Variation des Rayons Atomique et Ionique

Le rayon atomique d'un élément peut être estimé par diverses relations, considérant la distance moyenne entre le noyau et les électrons les plus externes. Le rayon de Bohr (a₀) et la charge effective du noyau (Zeff) sont des facteurs importants dans le calcul des rayons atomiques.

Tendances dans le tableau périodique :
  • À l'intérieur d'une même période (même nombre quantique principal n) : Lorsque Z (numéro atomique) augmente, la charge effective du noyau augmente, ce qui attire plus fortement les électrons et diminue le rayon atomique.
  • Le long d'une colonne : Lorsque Z et n augmentent, le nombre de couches électroniques augmente, entraînant une dilatation du nuage électronique et donc une augmentation du rayon atomique.

Variation des Rayons des Cations et des Anions

Les cations sont formés par la perte d'un ou plusieurs électrons, ce qui réduit la répulsion interélectronique et rend le rayon du cation plus petit que celui de l'atome neutre correspondant.

Inversement, les anions sont formés par le gain d'un ou plusieurs électrons, ce qui augmente la répulsion interélectronique et rend le rayon de l'anion plus grand que celui de l'atome neutre.

Ainsi : R(cations) < R(atomes neutres) et R(anions) > R(atomes neutres).

Foire Aux Questions (FAQ)

Qu'est-ce qu'une période et un groupe dans le tableau périodique ?

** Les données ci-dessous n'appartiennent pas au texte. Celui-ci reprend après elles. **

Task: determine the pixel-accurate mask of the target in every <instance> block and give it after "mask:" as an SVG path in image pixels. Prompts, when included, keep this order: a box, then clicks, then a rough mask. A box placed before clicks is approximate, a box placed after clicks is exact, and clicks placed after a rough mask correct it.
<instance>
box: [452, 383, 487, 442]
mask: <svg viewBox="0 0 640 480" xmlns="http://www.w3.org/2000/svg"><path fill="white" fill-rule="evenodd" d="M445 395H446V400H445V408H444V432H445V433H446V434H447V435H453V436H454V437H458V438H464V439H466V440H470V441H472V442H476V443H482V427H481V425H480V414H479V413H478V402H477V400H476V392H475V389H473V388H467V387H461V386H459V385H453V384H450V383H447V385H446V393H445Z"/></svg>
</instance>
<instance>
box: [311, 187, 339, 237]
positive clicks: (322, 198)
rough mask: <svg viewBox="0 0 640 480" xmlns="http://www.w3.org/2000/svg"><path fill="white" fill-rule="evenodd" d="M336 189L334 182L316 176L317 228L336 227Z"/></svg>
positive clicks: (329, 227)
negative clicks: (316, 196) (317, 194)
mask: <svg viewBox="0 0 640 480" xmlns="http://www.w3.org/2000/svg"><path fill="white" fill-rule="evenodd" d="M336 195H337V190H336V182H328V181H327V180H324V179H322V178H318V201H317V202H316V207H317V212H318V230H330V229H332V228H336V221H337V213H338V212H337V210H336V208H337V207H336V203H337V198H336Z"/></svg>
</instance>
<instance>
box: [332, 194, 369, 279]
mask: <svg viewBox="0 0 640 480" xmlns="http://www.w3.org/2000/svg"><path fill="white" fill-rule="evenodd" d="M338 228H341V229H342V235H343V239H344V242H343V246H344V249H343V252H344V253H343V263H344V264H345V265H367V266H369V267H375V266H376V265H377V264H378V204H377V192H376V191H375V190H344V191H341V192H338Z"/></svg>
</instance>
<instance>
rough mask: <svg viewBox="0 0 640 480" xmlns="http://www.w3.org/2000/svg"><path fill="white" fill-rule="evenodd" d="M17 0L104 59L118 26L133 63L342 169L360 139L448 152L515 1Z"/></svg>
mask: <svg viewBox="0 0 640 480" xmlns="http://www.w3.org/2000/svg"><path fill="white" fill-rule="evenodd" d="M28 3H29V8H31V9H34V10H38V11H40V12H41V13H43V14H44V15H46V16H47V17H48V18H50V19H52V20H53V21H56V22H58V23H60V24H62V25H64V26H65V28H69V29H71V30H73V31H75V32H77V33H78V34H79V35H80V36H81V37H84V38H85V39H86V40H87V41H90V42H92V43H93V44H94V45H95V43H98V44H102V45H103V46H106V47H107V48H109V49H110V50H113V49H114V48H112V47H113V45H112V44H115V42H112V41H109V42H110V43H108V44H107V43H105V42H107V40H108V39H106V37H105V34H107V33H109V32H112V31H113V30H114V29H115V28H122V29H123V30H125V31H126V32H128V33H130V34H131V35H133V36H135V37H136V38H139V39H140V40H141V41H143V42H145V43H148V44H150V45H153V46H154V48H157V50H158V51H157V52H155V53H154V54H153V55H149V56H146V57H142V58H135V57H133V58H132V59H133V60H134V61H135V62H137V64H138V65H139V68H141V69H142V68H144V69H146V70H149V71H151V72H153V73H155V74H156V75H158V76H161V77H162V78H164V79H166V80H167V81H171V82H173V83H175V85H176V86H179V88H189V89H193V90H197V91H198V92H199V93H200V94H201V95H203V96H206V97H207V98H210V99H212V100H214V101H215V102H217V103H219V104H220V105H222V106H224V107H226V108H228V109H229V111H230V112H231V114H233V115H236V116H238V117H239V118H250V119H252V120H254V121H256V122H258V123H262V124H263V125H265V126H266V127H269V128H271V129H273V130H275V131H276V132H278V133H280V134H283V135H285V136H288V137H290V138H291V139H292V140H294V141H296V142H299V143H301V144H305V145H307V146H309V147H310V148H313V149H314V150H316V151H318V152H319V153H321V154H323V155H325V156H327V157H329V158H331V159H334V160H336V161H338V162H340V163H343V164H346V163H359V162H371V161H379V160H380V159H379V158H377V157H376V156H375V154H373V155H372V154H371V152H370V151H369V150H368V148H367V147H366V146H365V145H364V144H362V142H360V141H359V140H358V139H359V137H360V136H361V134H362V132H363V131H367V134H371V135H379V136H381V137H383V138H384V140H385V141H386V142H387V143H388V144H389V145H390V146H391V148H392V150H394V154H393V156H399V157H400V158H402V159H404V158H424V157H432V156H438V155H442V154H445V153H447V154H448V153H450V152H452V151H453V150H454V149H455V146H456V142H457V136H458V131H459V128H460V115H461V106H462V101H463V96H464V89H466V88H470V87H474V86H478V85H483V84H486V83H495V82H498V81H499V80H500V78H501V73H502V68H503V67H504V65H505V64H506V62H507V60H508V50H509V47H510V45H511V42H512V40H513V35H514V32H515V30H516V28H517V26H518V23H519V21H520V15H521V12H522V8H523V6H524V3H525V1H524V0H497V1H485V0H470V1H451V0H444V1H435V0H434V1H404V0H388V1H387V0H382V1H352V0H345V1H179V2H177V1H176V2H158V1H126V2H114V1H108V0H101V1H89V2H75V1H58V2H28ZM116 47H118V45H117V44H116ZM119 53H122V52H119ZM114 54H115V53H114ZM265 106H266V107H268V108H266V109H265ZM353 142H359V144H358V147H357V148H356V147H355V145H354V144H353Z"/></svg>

Une période est une ligne horizontale dans le tableau périodique, indiquant le nombre de couches électroniques de l'atome. Un groupe est une colonne verticale, regroupant des éléments ayant le même nombre d'électrons de valence (pour les groupes principaux) et donc des propriétés chimiques similaires.

Comment varient l'énergie d'ionisation et l'électronégativité dans le tableau périodique ?

L'énergie d'ionisation et l'électronégativité suivent des tendances similaires : elles augmentent généralement de gauche à droite le long d'une période et diminuent de haut en bas le long d'un groupe. Cela s'explique par la variation de la charge nucléaire effective et de la distance des électrons de valence au noyau.

Quelle est l'importance des électrons de valence ?

Les électrons de valence sont les électrons les plus externes d'un atome, et ce sont eux qui participent aux liaisons chimiques. Leur nombre et leur configuration déterminent en grande partie les propriétés chimiques d'un élément, y compris son caractère métallique, sa réactivité, et le type de liaisons qu'il peut former.